2

I'm making an app that parses html and gets images from it. Parsing is easy using Beautiful Soup and downloading of the html and the images works too with urllib2.

I do have a problem with urlparse to make absolute paths out of relative ones. The problem is best explained with an example:

>>> import urlparse
>>> urlparse.urljoin("http://www.example.com/", "../test.png")
'http://www.example.com/../test.png'

As you can see, urlparse doesn't take away the ../ away. This gives a problem when I try to download the image:

HTTPError: HTTP Error 400: Bad Request

Is there a way to fix this problem in urllib?

Mew
  • 1,049
  • 7
  • 17

4 Answers4

3

".." would bring you up one directory ("." is current directory), so combining that with a domain name url doesn't make much sense.
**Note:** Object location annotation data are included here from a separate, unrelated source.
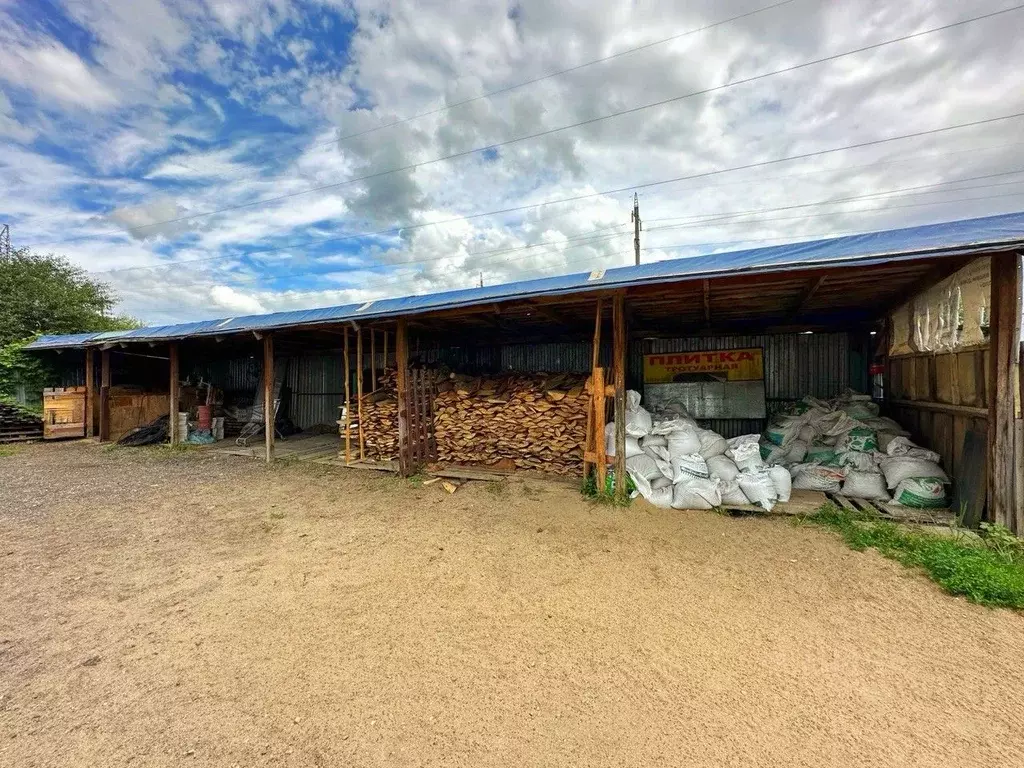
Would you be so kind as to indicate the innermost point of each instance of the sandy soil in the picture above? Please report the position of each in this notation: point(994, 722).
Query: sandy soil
point(166, 609)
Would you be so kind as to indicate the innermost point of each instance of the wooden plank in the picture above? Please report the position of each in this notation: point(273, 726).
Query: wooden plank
point(268, 411)
point(358, 390)
point(104, 395)
point(90, 392)
point(401, 366)
point(598, 404)
point(347, 368)
point(173, 393)
point(619, 352)
point(1004, 351)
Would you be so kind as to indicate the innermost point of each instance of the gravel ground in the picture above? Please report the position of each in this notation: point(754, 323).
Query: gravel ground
point(164, 608)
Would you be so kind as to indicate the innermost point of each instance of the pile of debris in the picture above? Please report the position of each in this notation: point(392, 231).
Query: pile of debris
point(840, 445)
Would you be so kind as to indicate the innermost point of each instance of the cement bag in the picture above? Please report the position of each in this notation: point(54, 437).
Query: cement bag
point(673, 425)
point(659, 497)
point(747, 456)
point(815, 477)
point(732, 495)
point(772, 454)
point(638, 421)
point(903, 446)
point(783, 429)
point(899, 468)
point(651, 441)
point(859, 438)
point(722, 467)
point(924, 493)
point(712, 443)
point(758, 488)
point(696, 494)
point(684, 442)
point(856, 460)
point(870, 485)
point(688, 467)
point(632, 443)
point(643, 466)
point(782, 481)
point(796, 453)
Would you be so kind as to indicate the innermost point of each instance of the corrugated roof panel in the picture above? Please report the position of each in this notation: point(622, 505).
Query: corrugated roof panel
point(949, 239)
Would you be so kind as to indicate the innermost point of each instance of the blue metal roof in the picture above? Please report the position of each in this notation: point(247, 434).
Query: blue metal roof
point(948, 239)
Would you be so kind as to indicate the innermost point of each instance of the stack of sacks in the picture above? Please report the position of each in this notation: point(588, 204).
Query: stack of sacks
point(675, 463)
point(843, 445)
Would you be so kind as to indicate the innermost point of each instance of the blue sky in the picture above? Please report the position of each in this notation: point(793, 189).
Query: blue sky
point(210, 158)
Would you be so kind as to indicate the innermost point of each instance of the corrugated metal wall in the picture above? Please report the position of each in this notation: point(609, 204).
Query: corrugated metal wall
point(796, 365)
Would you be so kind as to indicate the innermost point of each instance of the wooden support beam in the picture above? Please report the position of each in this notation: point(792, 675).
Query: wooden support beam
point(173, 393)
point(347, 368)
point(90, 392)
point(269, 413)
point(619, 356)
point(1004, 339)
point(104, 395)
point(401, 364)
point(805, 297)
point(358, 390)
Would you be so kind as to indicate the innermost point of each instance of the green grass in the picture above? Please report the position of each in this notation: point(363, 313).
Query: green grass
point(987, 571)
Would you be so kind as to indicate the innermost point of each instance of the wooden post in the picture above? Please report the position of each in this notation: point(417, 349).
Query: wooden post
point(269, 415)
point(373, 360)
point(348, 402)
point(401, 364)
point(358, 389)
point(1004, 352)
point(619, 343)
point(598, 418)
point(90, 392)
point(104, 395)
point(173, 393)
point(595, 358)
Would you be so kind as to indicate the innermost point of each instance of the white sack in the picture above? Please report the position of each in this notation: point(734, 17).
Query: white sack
point(687, 467)
point(759, 488)
point(924, 493)
point(899, 468)
point(782, 481)
point(722, 467)
point(684, 442)
point(696, 494)
point(732, 495)
point(712, 443)
point(632, 443)
point(745, 455)
point(870, 485)
point(638, 421)
point(814, 477)
point(644, 466)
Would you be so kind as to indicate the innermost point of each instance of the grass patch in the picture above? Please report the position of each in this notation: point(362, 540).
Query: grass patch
point(988, 572)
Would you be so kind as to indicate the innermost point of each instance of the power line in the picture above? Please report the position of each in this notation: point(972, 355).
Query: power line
point(548, 132)
point(588, 196)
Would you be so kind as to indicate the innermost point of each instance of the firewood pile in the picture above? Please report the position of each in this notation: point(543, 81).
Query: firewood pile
point(530, 421)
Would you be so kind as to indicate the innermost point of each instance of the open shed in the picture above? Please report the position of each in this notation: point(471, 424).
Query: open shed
point(880, 312)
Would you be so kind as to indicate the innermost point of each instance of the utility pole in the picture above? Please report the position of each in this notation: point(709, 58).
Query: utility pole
point(636, 227)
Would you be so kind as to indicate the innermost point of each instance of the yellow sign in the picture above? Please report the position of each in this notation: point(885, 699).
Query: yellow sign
point(720, 365)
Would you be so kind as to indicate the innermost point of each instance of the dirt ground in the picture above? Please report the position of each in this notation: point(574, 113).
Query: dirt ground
point(174, 609)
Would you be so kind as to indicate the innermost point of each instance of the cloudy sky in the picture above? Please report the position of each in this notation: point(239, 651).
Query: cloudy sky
point(210, 158)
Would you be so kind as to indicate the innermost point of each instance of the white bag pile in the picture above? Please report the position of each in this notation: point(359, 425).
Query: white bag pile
point(843, 445)
point(675, 463)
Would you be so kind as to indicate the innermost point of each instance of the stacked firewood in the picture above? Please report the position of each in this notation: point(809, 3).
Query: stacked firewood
point(527, 421)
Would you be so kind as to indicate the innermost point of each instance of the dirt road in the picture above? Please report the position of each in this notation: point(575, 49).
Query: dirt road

Maybe what you need is:

>>> urlparse.urljoin("http://www.example.com","./test.png")
'http://www.example.com/test.png'
rtpg
  • 2,419
  • 1
  • 18
  • 31
  • While this is a solution, this won't work in my case: my application has to be able to retrieve images from any websites.I can't just replace "../" by "./" because this would break for other sites where it is actually supposed to go look at the parent directory. – Mew Nov 06 '10 at 17:35
  • urlparse.urljoin("http://www.example.com/dir/","../test.png") works for me ( I get 'http://www.example.com/test.png'). I guess it's just that ".." doesn't mean anything in the context you have (what is one directory up the base one). At least I don't think it does. – rtpg Nov 06 '10 at 17:41
2

I think the best you can do is to pre-parse the original URL, and check the path component. A simple test is

if len(urlparse.urlparse(baseurl).path) > 1:

Then you can combine it with the indexing suggested by demas. For example:

start_offset = (len(urlparse.urlparse(baseurl).path) <= 1) and 2 or 0
img_url = urlparse.urljoin("http://www.example.com/", "../test.png"[start_offset:])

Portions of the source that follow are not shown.